Studying soil health pays off for Soroco High School student
Tim Bedell, 16, named Junior Conservationist of Year in Colorado

Reece Melton/Courtesy
Soroco High School student Tim Bedell is a decorated student, recently winning two first-place plaques at the Northwest Colorado Regional Range Contest — a competition that tasks high school students with identifying plants, assessing soil health and determining how it could be improved. Later this month, he will add Junior Conservationist of the Year to his trophy case.
Having grown up in Routt County near Steamboat Springs, Bedell is closely connected to his ranching roots.
Like many in the Yampa Valley, he has raised a steer to compete at the county fair, learned how to judge livestock competitions and traveled with his peers to national agriculture events. But the 16-year-old is also interested in managing the land on which his family’s cows feed, and he has taken a special interest to study soil and range health.
“That’s one of the main contributing factors to the Dustbowl, the range and soil health side of things was overlooked,” Bedell said. “But I think it definitely goes hand in hand with the animal production side of things. Make your ground good, make your crops good, make your animals good.”
Awarded each year by the Colorado Chapter of the Soil and Water Conservation Society to a high school student who‘s interested in soil and water conservation practices, the Junior Conservationist of the Year award will be presented to Bedell during the Colorado Association of Conservation District’s meeting on Nov. 29 in Colorado Springs.
“It’s a really prevalent issue today, just with drought in the West in general and all the issues facing ranchers today,” Bedell said. “This is a career field that is definitely looking interesting to me — a really good way to keep connected to my agricultural roots, and Routt County and my family.”

Reece Melton/Courtesy photo
Reece Melton, Bedell’s agricultural education teacher at Soroco, said that while ranchers know how important soil health is, they are very busy people.

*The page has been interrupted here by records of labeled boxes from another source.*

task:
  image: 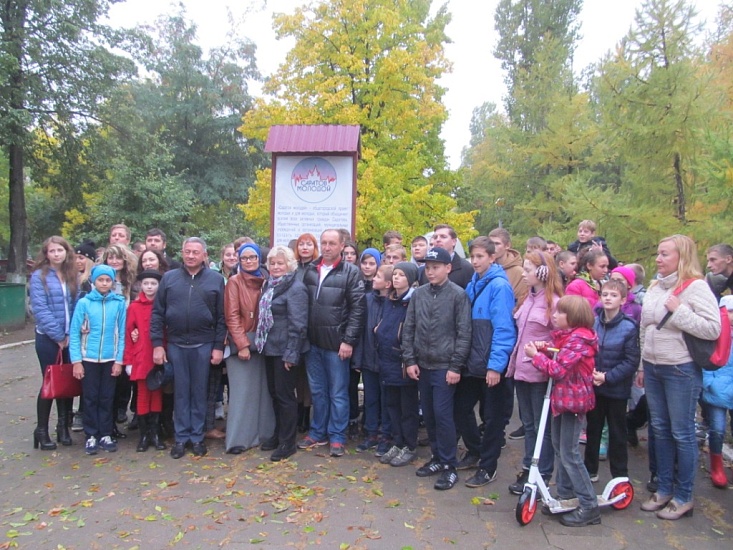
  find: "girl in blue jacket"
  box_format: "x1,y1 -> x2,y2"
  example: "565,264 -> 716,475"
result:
69,265 -> 126,455
30,236 -> 78,451
702,295 -> 733,489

“They don’t have enough manpower, labor is tough,” Melton said. “You got to feed your cows, take care of them. How are you going to make time to analyze the soil and your ranch, especially when we’re talking hundreds and sometimes thousands of acres?”

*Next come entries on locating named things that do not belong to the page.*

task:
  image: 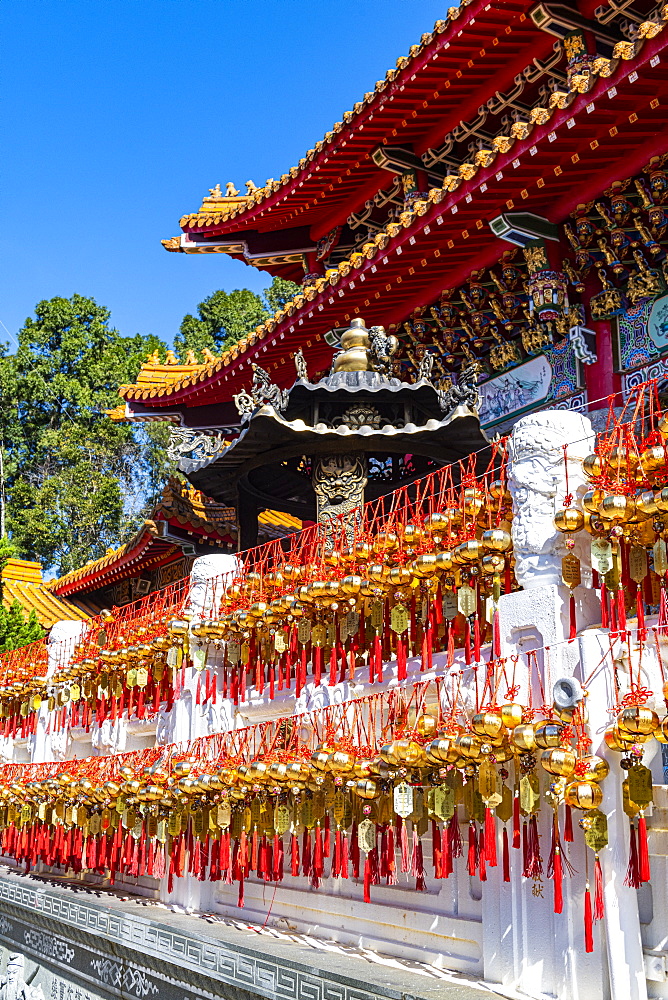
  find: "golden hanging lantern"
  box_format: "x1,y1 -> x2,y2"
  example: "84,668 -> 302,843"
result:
617,705 -> 659,740
554,507 -> 584,532
540,747 -> 577,778
564,781 -> 603,809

Bedell chose to transfer to Soroco specifically because of its agricultural program, which is unlike others in the state due to funding from a Response, Innovation and Student Equity, or RISE, grant. He said he was first “pressured” to go to a range competition by friends around the same time he was learning about plant identification and natural resources in class.

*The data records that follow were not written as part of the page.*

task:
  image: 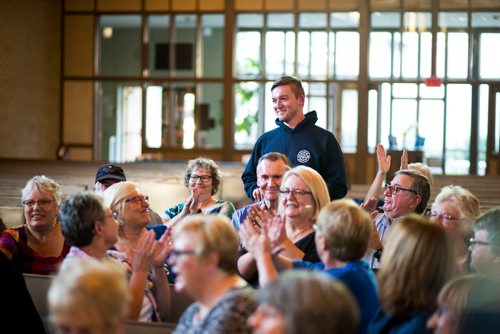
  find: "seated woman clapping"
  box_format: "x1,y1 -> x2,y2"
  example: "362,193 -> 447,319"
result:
163,157 -> 235,226
238,166 -> 330,284
172,215 -> 257,334
103,181 -> 171,322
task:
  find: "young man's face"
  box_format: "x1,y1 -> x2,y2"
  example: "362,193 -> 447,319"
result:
271,85 -> 304,126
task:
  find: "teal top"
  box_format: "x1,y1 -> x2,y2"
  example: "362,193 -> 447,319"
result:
164,199 -> 236,220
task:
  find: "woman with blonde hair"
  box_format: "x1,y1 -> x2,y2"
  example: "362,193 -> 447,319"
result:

“It went hand in hand (with that class) and really taught me a lot,” Bedell said.
This year, he was the only member of Soroco’s team at the range competition who had done it before. He helped them identify a couple dozen plants native to Northwest Colorado, what growing conditions those plants prefer and how palatable they are — meaning how likely livestock are to eat it.
To practice, Bedell said he enjoys working on identifying plants in his free time.
“There’s a lot of types of grasses,” Bedell said, adding that he memorized about 50 of them for the range competition. “It’s good to be able to identify plants, for example … cheatgrass. It’s an invasive species and it’s just overall not very fun.”
Cattle may eat cheatgrass when it is just starting to grow, but after it seeds, they won’t touch it, Bedell said. It doesn’t make for good hay, and it doesn’t have any other uses and will even crowd out native grasses.
Part of assessing the range is looking at nutrients in the soil and figuring out what can be done to improve soil health as well.
The RISE Grant allows students such as Bedell more access to technology in this field than most ranchers have to work with. Melton said he hopes they will eventually be able to use it to inform local ranchers about their own soil health.
“We’re the only program that’s going to have facilities and resources like this in the state,” Melton said. “It’s very expensive, so ranchers typically don’t have access to stuff like that. Hopefully one day ranchers will take advantage of some of this.”